European countries don’t seem to be getting the message – while the European Commission issues reasoned opinions and warnings to end protectionist measures for online gaming, some countries continue to tighten their grip anyway. The latest one is Holland, which just confirmed it own little UIGEA is in place.

Sweden, Denmark, France and Holland are only some of the European countries with overprotected state gaming monopolies which have been targeted by European Commissioner Charlie McCreevy and his legal team. Only last February Holland received a final warning from the EC, giving it two months to comply with the free trade obligations of the EC Treaty or face the European Court of Justice. The deadline passed last April, and no action seemed forthcoming from Holland until now.

In a contradictory fashion, instead of opening up its market to other gaming companies from the EU, Holland is enacting its own UIGEA: Dutch banks are now forbidden to accept online gaming related transactions.

As reported by Reuters, the Netherlands Ministry of Justice has issued a list containing between 30 and 50 gaming sites which are forthwith banned from using Dutch banking services for online gaming transfers. A Ministry spokeswoman confirmed that Swedish firm Unibet and independent Dutch company Oranje Casino were included.

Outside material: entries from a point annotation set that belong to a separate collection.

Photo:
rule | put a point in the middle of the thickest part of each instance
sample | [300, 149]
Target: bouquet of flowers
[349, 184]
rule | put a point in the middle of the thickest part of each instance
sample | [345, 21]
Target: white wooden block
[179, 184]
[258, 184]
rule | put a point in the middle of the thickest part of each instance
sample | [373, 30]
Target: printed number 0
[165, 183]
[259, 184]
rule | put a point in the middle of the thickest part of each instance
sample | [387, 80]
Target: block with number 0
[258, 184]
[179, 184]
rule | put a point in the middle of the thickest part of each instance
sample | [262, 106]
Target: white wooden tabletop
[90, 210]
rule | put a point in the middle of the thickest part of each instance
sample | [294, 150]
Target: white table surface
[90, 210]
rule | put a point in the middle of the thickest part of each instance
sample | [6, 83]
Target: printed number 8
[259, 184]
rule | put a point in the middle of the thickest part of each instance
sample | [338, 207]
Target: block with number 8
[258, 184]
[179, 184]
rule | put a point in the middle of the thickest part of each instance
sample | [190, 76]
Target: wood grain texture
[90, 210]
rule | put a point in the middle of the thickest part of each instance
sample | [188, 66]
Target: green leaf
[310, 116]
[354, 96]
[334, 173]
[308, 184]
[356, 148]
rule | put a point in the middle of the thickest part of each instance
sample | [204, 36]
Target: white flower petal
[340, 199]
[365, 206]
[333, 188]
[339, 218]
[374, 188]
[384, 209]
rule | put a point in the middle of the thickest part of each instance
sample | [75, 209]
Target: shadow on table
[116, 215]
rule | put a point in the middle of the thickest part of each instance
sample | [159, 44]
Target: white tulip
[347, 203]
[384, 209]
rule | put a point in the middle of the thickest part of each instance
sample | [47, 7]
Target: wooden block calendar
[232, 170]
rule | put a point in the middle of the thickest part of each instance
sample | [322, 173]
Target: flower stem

The Ministry of Justice is trying to frame this in the context of licensing, claiming these companies operate without a license and that they will be prosecuted for it. "It is illegal to offer gambling services in the Netherlands without a permit. These companies know they break the law," declared the Ministry of Justice’s spokeswoman, who added, "This is a Dutch issue, so we have only asked banks operating in the Netherlands to participate."

Since banning bank transactions is apparently not enough, the Ministry of Justice has handed over a dossier of illegal gaming operators to the public prosecutors office so that further action is taken against these companies.

The European Commission is not likely to take to this kindly – the Dutch protection of its state gaming monopoly De Lotto is going so far as to ban other gaming companies from within the country, as well as European and overseas operators. A response from the EC is bound to be issued soon, and more likely than not it will be a summons to the European Court of Justice for protectionist practice.